L'enjeu immédiat est le gazoduc Nord Stream 2 qui vise à doubler d'ici à 2020 les livraisons directes de gaz en Allemagne à partir de la Russie, via la mer Baltique. Le gaz, contrairement au secteur pétrolier, n'est pas touché par les sanctions que l'UE a décrétées il y a quatre après l'intervention russe dans l'est de l'Ukraine. A sa mise en service prévue fin 2019, ce tube long de 1.225 km doublera la capacité d'un premier gazoduc mis en service en 2012: 55 milliards de m3 par an, soit la moitié de la consommation allemande.

L'investissement, évalué à quelque 10 milliards d'euros, répond au besoin des Allemands et des Européens: la production gaz de la Norvège, des Pays-Bas et du Royaume-Uni décroît rapidement alors qu'à leurs portes, la Russie dispose des plus grandes réserves mondiales. Chantier privé quoi que très politique, il rassemble les firmes énergétiques allemandes Uniper et Wintershall, l'autrichien OMV, l'anglo-néerlandais Shell et le français Engie.
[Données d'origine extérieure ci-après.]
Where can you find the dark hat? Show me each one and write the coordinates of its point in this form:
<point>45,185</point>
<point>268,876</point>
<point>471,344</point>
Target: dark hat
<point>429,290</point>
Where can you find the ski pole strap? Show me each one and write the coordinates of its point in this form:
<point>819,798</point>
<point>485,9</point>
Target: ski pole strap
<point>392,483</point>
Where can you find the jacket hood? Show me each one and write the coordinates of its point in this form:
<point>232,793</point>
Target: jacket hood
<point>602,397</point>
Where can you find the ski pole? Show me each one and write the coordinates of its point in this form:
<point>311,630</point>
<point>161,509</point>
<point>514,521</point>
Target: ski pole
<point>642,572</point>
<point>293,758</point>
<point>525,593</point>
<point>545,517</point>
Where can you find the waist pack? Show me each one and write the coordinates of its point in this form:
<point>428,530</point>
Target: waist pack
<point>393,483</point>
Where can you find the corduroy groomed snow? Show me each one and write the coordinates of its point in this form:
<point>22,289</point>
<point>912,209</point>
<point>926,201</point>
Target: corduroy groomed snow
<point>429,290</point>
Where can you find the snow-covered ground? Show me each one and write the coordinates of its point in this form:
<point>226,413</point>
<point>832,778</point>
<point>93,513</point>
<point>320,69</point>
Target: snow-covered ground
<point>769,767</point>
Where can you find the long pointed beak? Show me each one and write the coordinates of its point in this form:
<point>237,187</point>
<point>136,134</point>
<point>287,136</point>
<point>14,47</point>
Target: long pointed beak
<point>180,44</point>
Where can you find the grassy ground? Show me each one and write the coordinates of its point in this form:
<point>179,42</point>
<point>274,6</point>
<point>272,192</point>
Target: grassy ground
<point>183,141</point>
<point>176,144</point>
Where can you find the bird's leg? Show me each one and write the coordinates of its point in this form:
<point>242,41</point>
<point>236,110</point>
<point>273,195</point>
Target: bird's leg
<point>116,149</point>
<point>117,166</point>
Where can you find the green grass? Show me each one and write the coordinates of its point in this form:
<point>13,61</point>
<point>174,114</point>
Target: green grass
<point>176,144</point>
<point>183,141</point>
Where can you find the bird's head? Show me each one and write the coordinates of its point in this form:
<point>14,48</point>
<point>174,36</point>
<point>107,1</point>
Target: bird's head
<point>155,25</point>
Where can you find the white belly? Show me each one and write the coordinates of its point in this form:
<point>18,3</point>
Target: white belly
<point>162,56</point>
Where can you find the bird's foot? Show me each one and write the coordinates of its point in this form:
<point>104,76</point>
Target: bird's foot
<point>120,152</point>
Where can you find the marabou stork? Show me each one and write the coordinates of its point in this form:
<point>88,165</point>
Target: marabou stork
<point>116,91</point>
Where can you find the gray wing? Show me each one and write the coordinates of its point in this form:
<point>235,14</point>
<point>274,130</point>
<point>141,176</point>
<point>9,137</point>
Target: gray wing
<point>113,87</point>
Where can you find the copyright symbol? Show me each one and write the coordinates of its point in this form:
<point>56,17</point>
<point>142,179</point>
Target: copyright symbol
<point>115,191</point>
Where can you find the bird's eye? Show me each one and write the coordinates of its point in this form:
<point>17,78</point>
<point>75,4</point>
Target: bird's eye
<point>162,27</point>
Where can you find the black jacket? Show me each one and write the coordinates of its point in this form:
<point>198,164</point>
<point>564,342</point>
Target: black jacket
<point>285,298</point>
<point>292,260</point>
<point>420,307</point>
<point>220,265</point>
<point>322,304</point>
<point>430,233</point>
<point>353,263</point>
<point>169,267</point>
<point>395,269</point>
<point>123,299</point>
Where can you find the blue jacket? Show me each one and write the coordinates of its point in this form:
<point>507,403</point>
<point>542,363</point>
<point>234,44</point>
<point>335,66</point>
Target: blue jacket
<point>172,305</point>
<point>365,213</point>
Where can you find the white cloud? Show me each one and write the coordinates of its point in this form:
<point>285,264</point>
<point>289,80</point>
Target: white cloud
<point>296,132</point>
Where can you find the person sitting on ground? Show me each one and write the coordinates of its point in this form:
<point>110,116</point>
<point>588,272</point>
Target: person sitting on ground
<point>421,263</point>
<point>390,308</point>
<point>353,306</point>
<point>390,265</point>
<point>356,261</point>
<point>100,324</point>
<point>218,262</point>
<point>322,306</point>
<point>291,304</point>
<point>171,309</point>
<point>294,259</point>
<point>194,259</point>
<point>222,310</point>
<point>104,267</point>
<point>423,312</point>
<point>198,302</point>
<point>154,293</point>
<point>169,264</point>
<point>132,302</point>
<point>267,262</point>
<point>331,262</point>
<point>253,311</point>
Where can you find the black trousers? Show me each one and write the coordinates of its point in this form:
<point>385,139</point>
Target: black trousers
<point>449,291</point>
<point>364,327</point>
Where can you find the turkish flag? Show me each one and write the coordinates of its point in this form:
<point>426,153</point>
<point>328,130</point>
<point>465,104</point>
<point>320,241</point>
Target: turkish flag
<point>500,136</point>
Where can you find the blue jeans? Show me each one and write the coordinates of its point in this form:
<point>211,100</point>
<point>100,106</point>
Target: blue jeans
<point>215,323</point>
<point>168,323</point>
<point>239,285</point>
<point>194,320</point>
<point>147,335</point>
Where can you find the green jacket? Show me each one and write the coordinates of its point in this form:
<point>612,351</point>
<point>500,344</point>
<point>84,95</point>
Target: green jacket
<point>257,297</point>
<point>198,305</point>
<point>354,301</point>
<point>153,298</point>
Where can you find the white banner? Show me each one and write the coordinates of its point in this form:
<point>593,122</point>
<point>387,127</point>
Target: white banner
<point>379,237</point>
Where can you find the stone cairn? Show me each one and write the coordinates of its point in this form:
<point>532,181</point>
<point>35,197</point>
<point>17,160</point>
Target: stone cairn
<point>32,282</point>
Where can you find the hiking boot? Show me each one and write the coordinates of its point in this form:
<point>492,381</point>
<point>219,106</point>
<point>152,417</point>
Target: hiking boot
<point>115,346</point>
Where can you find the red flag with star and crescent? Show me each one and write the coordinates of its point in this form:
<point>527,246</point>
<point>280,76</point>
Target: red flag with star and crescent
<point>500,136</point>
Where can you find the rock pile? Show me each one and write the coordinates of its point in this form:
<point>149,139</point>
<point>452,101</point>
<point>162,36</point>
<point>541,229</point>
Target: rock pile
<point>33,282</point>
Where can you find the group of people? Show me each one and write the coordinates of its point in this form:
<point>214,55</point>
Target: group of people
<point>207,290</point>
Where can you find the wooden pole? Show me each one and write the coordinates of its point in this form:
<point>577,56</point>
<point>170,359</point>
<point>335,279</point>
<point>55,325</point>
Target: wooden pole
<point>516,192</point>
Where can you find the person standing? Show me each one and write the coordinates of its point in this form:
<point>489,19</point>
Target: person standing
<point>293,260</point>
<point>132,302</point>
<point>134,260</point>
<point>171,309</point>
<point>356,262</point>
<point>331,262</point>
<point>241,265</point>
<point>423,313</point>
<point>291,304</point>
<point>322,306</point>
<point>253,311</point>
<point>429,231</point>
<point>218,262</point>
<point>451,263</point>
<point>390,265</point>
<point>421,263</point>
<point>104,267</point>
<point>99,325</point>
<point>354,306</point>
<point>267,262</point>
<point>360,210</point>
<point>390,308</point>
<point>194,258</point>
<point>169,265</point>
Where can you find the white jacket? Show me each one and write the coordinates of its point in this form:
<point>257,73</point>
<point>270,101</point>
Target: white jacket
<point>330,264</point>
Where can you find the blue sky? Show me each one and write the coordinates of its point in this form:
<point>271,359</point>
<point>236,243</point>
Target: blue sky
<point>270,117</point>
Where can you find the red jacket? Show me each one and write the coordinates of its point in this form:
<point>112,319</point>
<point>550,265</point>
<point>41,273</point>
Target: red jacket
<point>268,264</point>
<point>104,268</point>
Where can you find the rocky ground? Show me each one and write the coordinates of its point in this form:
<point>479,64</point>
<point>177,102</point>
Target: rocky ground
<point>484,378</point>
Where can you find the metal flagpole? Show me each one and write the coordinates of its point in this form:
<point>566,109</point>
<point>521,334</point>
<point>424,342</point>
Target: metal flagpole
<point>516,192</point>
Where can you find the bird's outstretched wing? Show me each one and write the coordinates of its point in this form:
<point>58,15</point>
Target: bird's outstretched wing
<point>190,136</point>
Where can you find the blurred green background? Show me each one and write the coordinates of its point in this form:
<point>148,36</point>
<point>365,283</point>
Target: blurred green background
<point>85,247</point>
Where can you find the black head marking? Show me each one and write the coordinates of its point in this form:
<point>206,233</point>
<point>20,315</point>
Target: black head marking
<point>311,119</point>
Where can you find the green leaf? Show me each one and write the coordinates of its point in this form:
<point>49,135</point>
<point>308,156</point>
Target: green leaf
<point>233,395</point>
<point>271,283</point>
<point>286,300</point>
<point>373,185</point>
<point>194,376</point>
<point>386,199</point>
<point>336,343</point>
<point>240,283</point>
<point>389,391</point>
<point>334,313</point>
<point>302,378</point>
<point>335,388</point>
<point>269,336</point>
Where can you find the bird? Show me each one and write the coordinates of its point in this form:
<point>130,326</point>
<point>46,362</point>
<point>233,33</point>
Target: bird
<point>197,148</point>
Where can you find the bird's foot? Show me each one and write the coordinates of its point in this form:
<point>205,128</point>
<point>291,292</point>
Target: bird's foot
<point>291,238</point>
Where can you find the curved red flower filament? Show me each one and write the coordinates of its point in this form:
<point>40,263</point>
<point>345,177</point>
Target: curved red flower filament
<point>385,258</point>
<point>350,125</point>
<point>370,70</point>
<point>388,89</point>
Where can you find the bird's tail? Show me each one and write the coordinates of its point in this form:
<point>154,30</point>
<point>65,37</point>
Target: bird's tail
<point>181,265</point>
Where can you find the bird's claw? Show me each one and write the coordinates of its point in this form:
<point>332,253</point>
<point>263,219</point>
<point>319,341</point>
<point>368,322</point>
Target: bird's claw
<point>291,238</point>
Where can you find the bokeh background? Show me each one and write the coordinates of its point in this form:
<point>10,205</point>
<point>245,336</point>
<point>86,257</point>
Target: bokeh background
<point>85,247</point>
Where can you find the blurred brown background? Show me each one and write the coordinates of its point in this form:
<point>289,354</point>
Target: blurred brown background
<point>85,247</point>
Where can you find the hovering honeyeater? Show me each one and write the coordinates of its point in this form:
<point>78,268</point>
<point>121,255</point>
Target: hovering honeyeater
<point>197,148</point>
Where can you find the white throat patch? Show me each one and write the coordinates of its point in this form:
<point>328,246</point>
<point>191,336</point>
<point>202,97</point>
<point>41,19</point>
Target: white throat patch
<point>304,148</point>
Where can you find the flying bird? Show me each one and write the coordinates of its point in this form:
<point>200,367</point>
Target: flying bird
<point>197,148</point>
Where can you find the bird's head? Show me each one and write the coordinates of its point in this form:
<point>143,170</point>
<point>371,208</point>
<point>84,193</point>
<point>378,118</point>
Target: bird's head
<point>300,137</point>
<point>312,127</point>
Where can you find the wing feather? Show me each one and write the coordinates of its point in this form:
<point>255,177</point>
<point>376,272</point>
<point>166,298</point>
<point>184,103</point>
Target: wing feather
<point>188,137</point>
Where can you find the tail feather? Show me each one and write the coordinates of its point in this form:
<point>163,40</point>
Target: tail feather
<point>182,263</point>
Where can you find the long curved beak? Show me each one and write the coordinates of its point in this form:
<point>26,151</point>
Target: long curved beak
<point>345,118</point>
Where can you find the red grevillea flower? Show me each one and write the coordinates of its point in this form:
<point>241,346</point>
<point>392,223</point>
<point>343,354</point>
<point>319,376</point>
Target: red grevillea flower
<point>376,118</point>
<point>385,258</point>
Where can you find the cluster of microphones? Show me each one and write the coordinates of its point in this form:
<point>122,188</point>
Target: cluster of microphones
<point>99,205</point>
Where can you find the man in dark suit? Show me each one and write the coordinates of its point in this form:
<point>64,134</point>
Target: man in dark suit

Nord Stream 2 est ouvertement décrié par les voisins européens de la Russie, qui s'inquiètent d'une dangereuse dépendance, peut-être nuisible pour leur sécurité. Donald Trump a reçu l'appui immédiat du président polonais Andrzej Duda. A son arrivée à Bruxelles, ce dernier a assuré que la diversification des approvisionnements doit devenir la priorité de l'UE.